So, a lot of people like to say that. And indeed, sometimes index is ten times faster. But sometimes it's more than three times slower!
use Benchmark qw(:all);
$text = <<EOF;
aaaaaaaaaaaaaaaaaaaaaaaaaaaaaaaaaaaaaaaaaaaaaaaaaaaaaaaaaaaaaaaaaaaaaa
+aaaaaaaaaa
aaaaaaaaaaaaaaaaaaaaaaaaaaaaaaaaaaaaaaaaaaaaaaaaaaaaaaaaaaaaaaaaaaaaaa
+aaaaaaaaaa
aaaaaaaaaaaaaaaaaaaaaaaaaaaaaaaaaaaaaaaaaaaaaaaaaaaaaaaaaaaaaaaaaaaaaa
+aaaaaaaaaa
aaaaaaaaaaaaaaaaaaaaaaaaaaaaaaaaaaaaaaaaaaaaaaaaaaaaaaaaaaaaaaaaaaaaaa
+aaaaaaaaaa
aaaaaaaaaaaaaaaaaaaaaaaaaaaaaaaaaaaaaaaaaaaaaaaaaaaaaaaaaaaaaaaaaaaaaa
+aaaaaaaaaa
aaaaaaaaaaaaaaaaaaaaaaaaaaaaaaaaaaaaaaaaaaaaaaaaaaaaaaaaaaaaaaaaaaaaaa
+aaaaaaaaaa
aaaaaaaaaaaaaaaaaaaaaaaaaaaaaaaaaaaaaaaaaaaaaaaaaaaaaaaaaaaaaaaaaaaaaa
+aaaaaaaaaa
aaaaaaaaaaaaaaaaaaaaaaaaaaaaaaaaaaaaaaaaaaaaaaaaaaaaaaaaaaaaaaaaaaaaaa
+aaaaaaaaaa
EOF
$pattern = "bbbbbbbbbbbbbbbbbbbbbbbbbbbbbbbb";
cmpthese($count, {
'regex' => sub { $text =~ $pattern },
'index' => sub { index $text, $pattern },
});
__DATA__
Rate index regex
index 630601/s -- -67%
regex 1914815/s 204% --
Moreover, increasing the lengths of the text and pattern, I can make the regex be 40 times faster*. See Re^8: "advanced" Perl functions and maintainability for reasons why people use regexes instead of index. Personally, I still don't understand why there even is a difference in speed -- shouldn't the regex engine be optimized to notice that this is a search for a constant string and then call the same function as index?

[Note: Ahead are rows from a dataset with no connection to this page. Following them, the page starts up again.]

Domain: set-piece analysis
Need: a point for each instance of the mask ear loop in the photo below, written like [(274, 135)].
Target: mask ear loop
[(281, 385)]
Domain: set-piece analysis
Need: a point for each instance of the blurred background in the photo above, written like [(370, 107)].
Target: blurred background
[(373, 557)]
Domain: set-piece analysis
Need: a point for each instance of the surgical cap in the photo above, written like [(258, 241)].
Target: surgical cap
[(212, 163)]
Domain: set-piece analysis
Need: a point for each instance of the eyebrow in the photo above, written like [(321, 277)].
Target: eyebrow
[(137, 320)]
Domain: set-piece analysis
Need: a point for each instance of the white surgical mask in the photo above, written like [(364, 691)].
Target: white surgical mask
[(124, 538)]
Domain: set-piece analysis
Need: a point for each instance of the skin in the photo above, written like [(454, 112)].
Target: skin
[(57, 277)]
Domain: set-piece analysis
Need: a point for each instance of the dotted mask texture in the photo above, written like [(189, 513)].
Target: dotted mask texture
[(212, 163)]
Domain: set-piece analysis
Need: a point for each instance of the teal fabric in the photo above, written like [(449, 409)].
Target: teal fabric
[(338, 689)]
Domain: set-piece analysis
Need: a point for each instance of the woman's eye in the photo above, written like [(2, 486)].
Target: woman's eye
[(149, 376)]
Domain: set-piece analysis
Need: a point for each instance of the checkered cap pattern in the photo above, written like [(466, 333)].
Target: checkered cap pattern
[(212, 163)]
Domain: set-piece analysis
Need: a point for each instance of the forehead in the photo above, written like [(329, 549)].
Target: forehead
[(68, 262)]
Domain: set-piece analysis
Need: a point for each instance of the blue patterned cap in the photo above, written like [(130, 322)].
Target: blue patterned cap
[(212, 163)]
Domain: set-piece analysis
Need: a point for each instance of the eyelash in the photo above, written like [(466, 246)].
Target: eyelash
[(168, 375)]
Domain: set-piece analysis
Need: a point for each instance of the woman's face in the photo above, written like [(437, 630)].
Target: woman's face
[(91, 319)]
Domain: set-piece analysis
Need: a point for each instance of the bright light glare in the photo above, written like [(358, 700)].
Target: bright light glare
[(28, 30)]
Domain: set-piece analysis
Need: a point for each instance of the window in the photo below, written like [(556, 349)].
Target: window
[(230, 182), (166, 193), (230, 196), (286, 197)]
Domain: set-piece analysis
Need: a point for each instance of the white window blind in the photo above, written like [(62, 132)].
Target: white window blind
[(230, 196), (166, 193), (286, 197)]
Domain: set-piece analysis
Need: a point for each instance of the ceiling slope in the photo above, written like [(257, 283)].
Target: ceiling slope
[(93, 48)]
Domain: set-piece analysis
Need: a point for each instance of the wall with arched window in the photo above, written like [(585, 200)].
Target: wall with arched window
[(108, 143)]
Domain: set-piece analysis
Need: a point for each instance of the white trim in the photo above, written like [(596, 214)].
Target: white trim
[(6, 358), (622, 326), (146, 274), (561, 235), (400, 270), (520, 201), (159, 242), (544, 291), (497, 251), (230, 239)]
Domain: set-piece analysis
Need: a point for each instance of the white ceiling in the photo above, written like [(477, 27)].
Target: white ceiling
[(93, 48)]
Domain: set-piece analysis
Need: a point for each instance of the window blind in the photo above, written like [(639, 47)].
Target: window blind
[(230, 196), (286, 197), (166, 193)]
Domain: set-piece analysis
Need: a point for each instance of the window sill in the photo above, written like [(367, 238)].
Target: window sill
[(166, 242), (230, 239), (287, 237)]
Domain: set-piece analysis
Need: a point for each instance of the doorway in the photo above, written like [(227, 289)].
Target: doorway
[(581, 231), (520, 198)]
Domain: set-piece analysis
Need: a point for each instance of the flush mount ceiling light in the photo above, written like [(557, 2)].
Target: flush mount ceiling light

*: No, I'm not kidding. The output follows. Moreover, for this example, adding a single study $text is an extra 10 times faster, completely obliterating index.
Rate index regex study
index 178/s -- -98% -100%
regex 7538/s 4124% -- -92%
study 98871/s 55311% 1212% --
Update: I'm running perl v5.8.5 built for i686-linux.